European shippers remain sceptical, with the Policy Manager for Maritime Transport at the European Shippers Council Jordi Espin arguing, “To us, this issue responds to what we call ‘grey containers’ which is repositioning empty containers not to where they are needed but to where there are high freight rates established. This may create an artificial view of relocating containers still far away from where the operational world is demanding them. The supporting policy to this is only more and more profits.”
Espin offers a solution, “There is an easier way of repositioning containers: shipping lines should offer empty containers to shippers under the "shippers' own" mode. This would relocate containers exactly where the shippers' demand needs them and would establish an exact pattern of what the operational world flows are demanding. But this latter solution needs a driven customer focus [from the shipping lines], which seems not to be the case now.”
Worldwide Logistics is reporting most of the major container ports in China have a shortage of containers, across all the lines. In addition all the lines have experienced shortages of containers in Thailand, South Korea, Singapore and Malaysia.
Jon Monroe, of Worlwide Logistics and an independent consultant, lists these further problems that must be overcome by the industry in the US.
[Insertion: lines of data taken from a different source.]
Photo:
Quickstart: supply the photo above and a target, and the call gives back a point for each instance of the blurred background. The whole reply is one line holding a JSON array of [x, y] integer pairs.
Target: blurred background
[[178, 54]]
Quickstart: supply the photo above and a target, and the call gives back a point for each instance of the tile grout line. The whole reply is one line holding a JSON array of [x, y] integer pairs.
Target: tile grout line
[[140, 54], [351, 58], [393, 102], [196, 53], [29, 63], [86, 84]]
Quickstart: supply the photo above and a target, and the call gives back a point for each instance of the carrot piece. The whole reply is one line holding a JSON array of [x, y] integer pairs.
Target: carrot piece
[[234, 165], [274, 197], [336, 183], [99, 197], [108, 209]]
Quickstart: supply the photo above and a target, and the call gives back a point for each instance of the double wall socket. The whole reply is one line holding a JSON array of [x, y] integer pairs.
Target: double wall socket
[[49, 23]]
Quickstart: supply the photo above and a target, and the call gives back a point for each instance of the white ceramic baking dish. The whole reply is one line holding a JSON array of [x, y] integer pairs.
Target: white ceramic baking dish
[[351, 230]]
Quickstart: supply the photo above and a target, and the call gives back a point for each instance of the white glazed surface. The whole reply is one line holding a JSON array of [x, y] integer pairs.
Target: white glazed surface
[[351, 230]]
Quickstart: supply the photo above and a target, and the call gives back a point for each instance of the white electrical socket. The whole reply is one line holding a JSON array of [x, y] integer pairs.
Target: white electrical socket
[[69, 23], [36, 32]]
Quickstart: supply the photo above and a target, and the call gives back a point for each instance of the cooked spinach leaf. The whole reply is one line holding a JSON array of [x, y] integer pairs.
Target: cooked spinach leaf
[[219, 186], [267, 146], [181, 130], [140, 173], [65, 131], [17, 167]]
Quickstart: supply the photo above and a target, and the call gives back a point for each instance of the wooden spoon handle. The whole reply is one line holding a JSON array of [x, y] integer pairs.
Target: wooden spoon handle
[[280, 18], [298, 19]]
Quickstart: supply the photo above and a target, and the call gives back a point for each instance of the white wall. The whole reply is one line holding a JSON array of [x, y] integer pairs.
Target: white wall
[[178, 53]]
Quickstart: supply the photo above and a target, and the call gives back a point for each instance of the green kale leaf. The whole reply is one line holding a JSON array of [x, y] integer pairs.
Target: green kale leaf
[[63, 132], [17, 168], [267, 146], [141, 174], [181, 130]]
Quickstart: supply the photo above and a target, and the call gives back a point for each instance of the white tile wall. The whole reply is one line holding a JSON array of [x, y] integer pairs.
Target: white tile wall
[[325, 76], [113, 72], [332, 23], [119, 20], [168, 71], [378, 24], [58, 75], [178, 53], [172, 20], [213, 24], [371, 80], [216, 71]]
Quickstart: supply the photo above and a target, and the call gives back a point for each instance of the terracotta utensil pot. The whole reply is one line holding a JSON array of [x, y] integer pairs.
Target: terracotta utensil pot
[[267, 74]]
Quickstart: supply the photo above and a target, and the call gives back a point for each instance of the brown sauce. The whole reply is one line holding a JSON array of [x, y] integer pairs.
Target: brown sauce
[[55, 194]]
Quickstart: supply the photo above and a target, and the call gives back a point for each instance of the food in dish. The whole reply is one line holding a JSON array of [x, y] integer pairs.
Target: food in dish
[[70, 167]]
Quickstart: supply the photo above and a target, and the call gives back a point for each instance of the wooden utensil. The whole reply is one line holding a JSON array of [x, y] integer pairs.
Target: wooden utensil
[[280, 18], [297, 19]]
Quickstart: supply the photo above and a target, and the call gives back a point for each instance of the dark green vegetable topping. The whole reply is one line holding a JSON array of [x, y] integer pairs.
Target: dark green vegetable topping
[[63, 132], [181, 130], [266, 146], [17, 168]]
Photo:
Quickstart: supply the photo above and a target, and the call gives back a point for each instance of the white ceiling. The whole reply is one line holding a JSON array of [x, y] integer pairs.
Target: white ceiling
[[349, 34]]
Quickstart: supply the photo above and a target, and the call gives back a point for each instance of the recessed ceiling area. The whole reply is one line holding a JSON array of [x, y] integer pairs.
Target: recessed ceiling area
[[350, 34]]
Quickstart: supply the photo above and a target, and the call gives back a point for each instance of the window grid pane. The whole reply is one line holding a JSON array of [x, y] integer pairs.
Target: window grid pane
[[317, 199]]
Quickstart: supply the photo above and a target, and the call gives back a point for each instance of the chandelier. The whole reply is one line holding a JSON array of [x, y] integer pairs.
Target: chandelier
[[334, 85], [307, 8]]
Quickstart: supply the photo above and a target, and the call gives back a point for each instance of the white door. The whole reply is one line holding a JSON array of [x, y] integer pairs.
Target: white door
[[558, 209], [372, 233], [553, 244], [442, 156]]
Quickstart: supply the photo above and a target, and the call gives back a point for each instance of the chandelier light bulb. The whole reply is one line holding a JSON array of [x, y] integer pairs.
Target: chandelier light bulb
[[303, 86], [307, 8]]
- Vessel waiting time at anchor: 4 to 6 days
- Terminal congestion due to vessel delays
- Shortage of terminal labour, thereby taking twice as long to offload a vessel
- Appointment times at terminals not honoured.
- Single transactions at terminal rather than dual transactions
- Chassis shortages: companies hoarding chassis
- Importers keeping equipment out for 10 to 14 days
- Shortage of truckers
- Unable to get appointment to return empties
- Carriers returning to Asia empty; or at least with empty containers
These additional challenges to the industry and the criticisms levelled at the carriers by their customers was addressed by the lines through John Butler, President & CEO of World Shipping Council, which represents 20 of the world’s vessel operators.
Butler argues that the assumptions by shippers are false, in the first instance the assumption, “That carriers control demand for transportation services and therefore how many boxes move in each direction, and that carriers have sole control over their equipment. Both assumptions are incorrect. On the first point, import and export numbers, and their effects on intermodal equipment, are driven by cargo demand. Carriers respond to that demand by deploying their vessels and containers to best serve the cargo that is tendered to them. That is what carriers are doing today.
“On the second point, the entire model of containerised transport is that a loaded box can be handed off among multiple actors in the intermodal chain without being unloaded and re-packed at each step. That means that the velocity of the container is affected by marine terminal operations, trucking companies, cargo owners, and others. Carriers do not control the manner in which these third parties work.”
As an example, Butler said if a shipper parks a loaded container and chassis in a depot for 10 days, both the container and the chassis are unavailable to carry other cargo.
“The actions of all participants in the supply chain affect every other participant in the chain. It is this reality that defines the management challenge that we collectively face – not a simplistic approach that incorrectly suggests that one participant controls the entire process,” concluded Butler.